Note we always have `storeBlockHeight >= stateBlockHeight` and `storeBlockHeight >= appBlockHeight`
Note also we never call Commit on an ABCI app twice for the same height.

The procedure is as follows.

First, some simple start conditions:

If `appBlockHeight == 0`, then call InitChain.

If `storeBlockHeight == 0`, we're done.

Now, some sanity checks:

If `storeBlockHeight < appBlockHeight`, error
If `storeBlockHeight < stateBlockHeight`, panic
If `storeBlockHeight > stateBlockHeight+1`, panic

Now, the meat:

If `storeBlockHeight == stateBlockHeight && appBlockHeight < storeBlockHeight`,
replay all blocks in full from `appBlockHeight` to `storeBlockHeight`.
This happens if we completed processing the block, but the app forgot its height.

If `storeBlockHeight == stateBlockHeight && appBlockHeight == storeBlockHeight`, we're done
This happens if we crashed at an opportune spot.

If `storeBlockHeight == stateBlockHeight+1`
This happens if we started processing the block but didn't finish.

    If `appBlockHeight < stateBlockHeight`
    	replay all blocks in full from `appBlockHeight` to `storeBlockHeight-1`,
    	and replay the block at `storeBlockHeight` using the WAL.
    This happens if the app forgot the last block it committed.

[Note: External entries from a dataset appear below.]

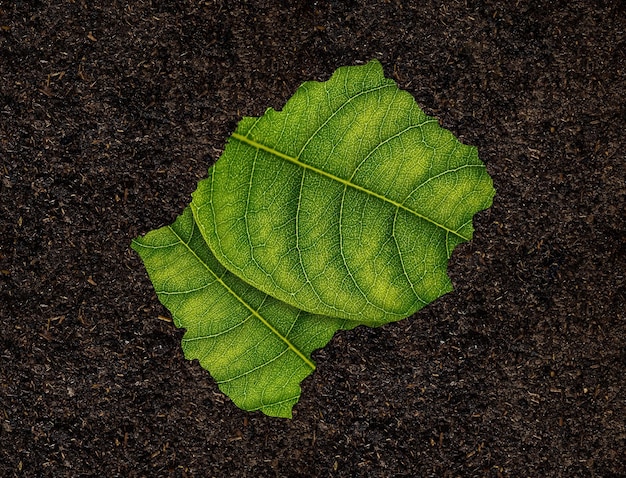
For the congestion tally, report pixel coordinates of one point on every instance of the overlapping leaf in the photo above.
(257, 348)
(340, 210)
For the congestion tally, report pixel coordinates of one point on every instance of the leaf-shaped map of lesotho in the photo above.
(340, 210)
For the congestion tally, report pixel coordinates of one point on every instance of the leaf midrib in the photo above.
(254, 312)
(296, 161)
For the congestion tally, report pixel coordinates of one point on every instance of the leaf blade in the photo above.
(274, 196)
(256, 348)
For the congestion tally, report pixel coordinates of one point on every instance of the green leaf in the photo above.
(347, 203)
(340, 210)
(257, 348)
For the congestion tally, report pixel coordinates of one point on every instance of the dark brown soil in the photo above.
(109, 115)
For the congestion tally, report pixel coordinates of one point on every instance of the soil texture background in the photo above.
(110, 112)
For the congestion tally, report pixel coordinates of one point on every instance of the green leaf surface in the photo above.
(347, 203)
(340, 210)
(257, 348)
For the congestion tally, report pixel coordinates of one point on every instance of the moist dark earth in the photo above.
(110, 114)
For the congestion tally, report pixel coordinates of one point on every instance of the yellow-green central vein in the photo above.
(297, 162)
(245, 304)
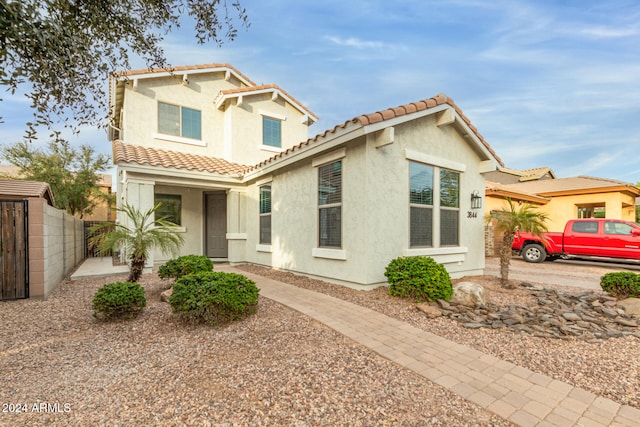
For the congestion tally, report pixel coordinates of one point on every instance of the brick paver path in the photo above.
(517, 394)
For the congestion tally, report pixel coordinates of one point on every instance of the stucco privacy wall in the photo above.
(56, 247)
(375, 207)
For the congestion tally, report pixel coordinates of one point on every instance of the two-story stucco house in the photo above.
(232, 164)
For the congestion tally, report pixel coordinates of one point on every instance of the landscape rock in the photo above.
(557, 314)
(430, 310)
(469, 294)
(164, 296)
(631, 306)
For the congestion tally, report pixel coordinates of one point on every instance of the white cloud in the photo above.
(357, 43)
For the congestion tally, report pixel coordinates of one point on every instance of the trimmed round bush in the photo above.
(119, 300)
(622, 284)
(186, 264)
(214, 297)
(418, 278)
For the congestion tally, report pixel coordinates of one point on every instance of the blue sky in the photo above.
(547, 83)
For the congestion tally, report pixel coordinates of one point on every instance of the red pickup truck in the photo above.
(583, 238)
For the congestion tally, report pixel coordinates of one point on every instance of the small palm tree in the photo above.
(509, 222)
(138, 238)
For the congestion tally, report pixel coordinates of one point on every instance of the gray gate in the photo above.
(14, 249)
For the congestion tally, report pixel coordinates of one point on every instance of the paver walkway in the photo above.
(515, 393)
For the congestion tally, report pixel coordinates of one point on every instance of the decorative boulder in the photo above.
(429, 309)
(164, 296)
(631, 306)
(469, 294)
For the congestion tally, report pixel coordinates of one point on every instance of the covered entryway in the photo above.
(216, 225)
(14, 260)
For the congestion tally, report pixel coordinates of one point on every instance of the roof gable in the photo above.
(390, 116)
(20, 189)
(275, 91)
(364, 124)
(173, 159)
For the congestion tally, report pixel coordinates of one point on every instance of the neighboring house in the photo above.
(569, 198)
(101, 212)
(224, 157)
(40, 244)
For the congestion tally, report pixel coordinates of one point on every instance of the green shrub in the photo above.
(119, 300)
(418, 278)
(214, 297)
(187, 264)
(623, 284)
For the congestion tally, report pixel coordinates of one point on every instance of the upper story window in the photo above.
(265, 214)
(271, 132)
(179, 121)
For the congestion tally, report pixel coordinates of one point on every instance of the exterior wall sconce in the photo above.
(476, 200)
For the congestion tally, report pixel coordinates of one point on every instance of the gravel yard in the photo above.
(277, 367)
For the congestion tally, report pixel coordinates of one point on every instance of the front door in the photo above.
(216, 226)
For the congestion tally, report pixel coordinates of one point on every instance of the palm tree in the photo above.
(509, 222)
(138, 238)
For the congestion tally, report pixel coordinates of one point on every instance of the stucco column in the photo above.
(236, 225)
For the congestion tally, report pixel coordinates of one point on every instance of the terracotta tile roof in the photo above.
(183, 68)
(502, 190)
(173, 159)
(581, 184)
(20, 189)
(530, 174)
(387, 114)
(250, 89)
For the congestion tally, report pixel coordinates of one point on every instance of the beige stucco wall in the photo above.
(245, 122)
(375, 208)
(234, 133)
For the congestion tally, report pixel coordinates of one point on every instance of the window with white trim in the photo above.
(271, 132)
(426, 194)
(170, 208)
(179, 121)
(449, 207)
(265, 214)
(330, 205)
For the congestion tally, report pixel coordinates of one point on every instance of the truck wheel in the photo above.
(534, 252)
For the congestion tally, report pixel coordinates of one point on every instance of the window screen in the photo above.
(271, 130)
(330, 205)
(170, 208)
(265, 214)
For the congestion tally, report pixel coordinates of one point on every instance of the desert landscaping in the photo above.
(277, 367)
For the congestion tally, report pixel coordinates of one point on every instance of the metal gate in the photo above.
(14, 258)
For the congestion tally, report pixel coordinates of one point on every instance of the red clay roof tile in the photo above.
(367, 119)
(173, 159)
(165, 158)
(184, 68)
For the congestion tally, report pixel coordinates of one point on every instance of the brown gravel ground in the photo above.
(609, 368)
(60, 367)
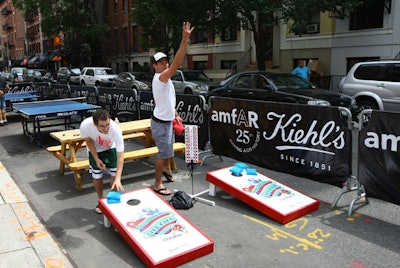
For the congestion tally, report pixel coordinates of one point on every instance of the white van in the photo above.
(374, 85)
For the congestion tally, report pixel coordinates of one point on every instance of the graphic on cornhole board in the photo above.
(159, 235)
(270, 197)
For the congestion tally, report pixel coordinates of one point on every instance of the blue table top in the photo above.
(53, 108)
(21, 96)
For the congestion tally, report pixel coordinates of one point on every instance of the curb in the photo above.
(25, 240)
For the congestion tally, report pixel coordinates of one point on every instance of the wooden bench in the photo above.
(79, 166)
(130, 136)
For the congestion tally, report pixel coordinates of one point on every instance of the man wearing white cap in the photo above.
(164, 111)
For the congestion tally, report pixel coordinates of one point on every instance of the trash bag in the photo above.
(181, 200)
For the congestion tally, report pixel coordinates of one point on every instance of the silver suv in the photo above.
(374, 85)
(97, 76)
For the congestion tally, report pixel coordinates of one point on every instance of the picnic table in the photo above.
(71, 142)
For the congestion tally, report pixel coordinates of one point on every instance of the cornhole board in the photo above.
(158, 234)
(277, 201)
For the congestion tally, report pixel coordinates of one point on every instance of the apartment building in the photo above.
(333, 42)
(337, 41)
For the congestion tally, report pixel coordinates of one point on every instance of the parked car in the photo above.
(48, 77)
(192, 82)
(97, 76)
(68, 76)
(280, 87)
(17, 73)
(140, 81)
(374, 85)
(33, 75)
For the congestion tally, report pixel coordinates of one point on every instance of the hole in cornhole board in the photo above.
(133, 202)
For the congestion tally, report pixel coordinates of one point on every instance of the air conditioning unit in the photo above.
(313, 28)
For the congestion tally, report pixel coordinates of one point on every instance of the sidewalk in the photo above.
(25, 242)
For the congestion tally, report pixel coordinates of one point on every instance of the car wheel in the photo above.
(365, 104)
(188, 91)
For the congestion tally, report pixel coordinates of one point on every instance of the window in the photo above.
(200, 37)
(378, 72)
(228, 64)
(352, 61)
(242, 81)
(395, 75)
(200, 65)
(229, 34)
(367, 16)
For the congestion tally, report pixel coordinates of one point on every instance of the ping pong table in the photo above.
(12, 98)
(62, 112)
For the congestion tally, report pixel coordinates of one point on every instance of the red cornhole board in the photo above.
(277, 201)
(158, 234)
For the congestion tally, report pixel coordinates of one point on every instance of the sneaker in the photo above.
(98, 210)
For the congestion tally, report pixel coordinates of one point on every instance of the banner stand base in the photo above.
(350, 185)
(209, 153)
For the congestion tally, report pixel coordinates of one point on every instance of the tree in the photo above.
(76, 19)
(162, 20)
(258, 16)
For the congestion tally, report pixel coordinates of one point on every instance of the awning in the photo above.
(39, 61)
(24, 62)
(32, 60)
(56, 58)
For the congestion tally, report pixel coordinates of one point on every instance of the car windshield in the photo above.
(289, 81)
(76, 71)
(196, 76)
(143, 77)
(103, 71)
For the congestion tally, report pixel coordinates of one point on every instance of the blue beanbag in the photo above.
(236, 171)
(113, 197)
(251, 171)
(241, 165)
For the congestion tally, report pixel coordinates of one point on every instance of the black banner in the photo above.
(21, 87)
(307, 141)
(59, 91)
(89, 92)
(120, 102)
(191, 109)
(379, 158)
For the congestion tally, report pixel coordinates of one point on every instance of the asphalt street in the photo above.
(243, 237)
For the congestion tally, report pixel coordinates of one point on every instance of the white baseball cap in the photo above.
(158, 56)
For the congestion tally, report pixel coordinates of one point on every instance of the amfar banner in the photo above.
(307, 141)
(120, 102)
(379, 158)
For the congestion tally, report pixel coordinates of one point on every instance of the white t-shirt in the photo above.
(164, 97)
(103, 141)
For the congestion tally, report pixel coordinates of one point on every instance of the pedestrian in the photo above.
(164, 111)
(302, 70)
(4, 88)
(105, 145)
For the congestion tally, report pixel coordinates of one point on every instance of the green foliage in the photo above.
(65, 16)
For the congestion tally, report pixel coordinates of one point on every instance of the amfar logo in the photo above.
(289, 133)
(246, 141)
(236, 118)
(382, 141)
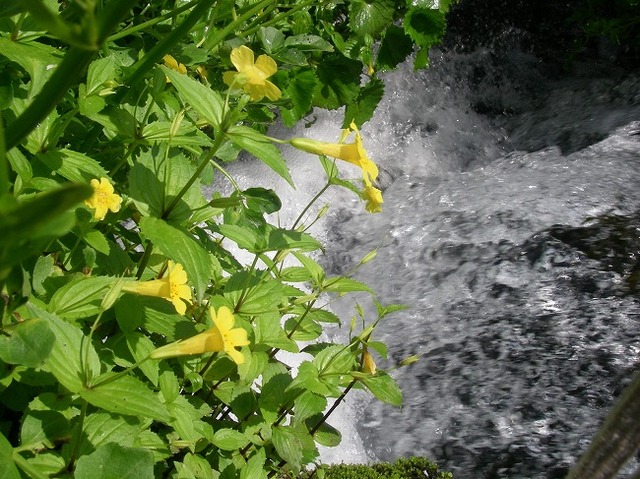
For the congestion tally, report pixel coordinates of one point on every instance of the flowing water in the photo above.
(514, 238)
(511, 230)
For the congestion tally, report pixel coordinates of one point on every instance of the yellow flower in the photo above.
(172, 287)
(353, 153)
(172, 63)
(253, 75)
(368, 364)
(373, 197)
(222, 336)
(103, 199)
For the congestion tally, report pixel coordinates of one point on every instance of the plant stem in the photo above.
(64, 77)
(148, 61)
(77, 437)
(4, 164)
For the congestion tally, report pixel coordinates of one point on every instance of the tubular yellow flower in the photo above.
(172, 63)
(368, 364)
(373, 197)
(172, 287)
(222, 336)
(253, 75)
(103, 199)
(353, 153)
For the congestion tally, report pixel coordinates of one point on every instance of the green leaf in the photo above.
(308, 379)
(363, 108)
(259, 294)
(125, 395)
(289, 444)
(112, 461)
(281, 239)
(229, 439)
(72, 165)
(140, 347)
(396, 46)
(72, 357)
(44, 429)
(425, 26)
(305, 330)
(339, 82)
(99, 72)
(27, 343)
(307, 42)
(272, 39)
(300, 90)
(255, 466)
(384, 388)
(326, 434)
(261, 147)
(308, 404)
(344, 285)
(8, 469)
(269, 332)
(81, 298)
(34, 59)
(157, 178)
(101, 428)
(207, 102)
(183, 248)
(370, 17)
(8, 9)
(197, 467)
(184, 135)
(262, 200)
(31, 217)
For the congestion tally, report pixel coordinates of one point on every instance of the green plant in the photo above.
(133, 340)
(403, 468)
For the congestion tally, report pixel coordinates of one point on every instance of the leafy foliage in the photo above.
(134, 342)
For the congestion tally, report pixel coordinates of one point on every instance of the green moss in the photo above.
(403, 468)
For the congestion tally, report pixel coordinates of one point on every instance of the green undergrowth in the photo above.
(403, 468)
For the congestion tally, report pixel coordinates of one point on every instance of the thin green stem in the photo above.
(64, 77)
(4, 163)
(245, 289)
(148, 61)
(77, 437)
(203, 164)
(280, 16)
(144, 261)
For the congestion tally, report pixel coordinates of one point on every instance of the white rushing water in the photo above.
(494, 179)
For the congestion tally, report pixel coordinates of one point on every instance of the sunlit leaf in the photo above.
(113, 461)
(370, 17)
(384, 388)
(125, 395)
(27, 343)
(261, 147)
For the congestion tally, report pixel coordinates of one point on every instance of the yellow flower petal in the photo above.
(103, 199)
(373, 197)
(266, 65)
(254, 75)
(242, 58)
(172, 63)
(173, 287)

    If `appBlockHeight == stateBlockHeight`,
    	replay the last block (storeBlockHeight) in full.
    This happens if we crashed before the app finished Commit

    If appBlockHeight == storeBlockHeight {
    	update the state using the saved ABCI responses but dont run the block against the real app.
    This happens if we crashed after the app finished Commit but before Tendermint saved the state.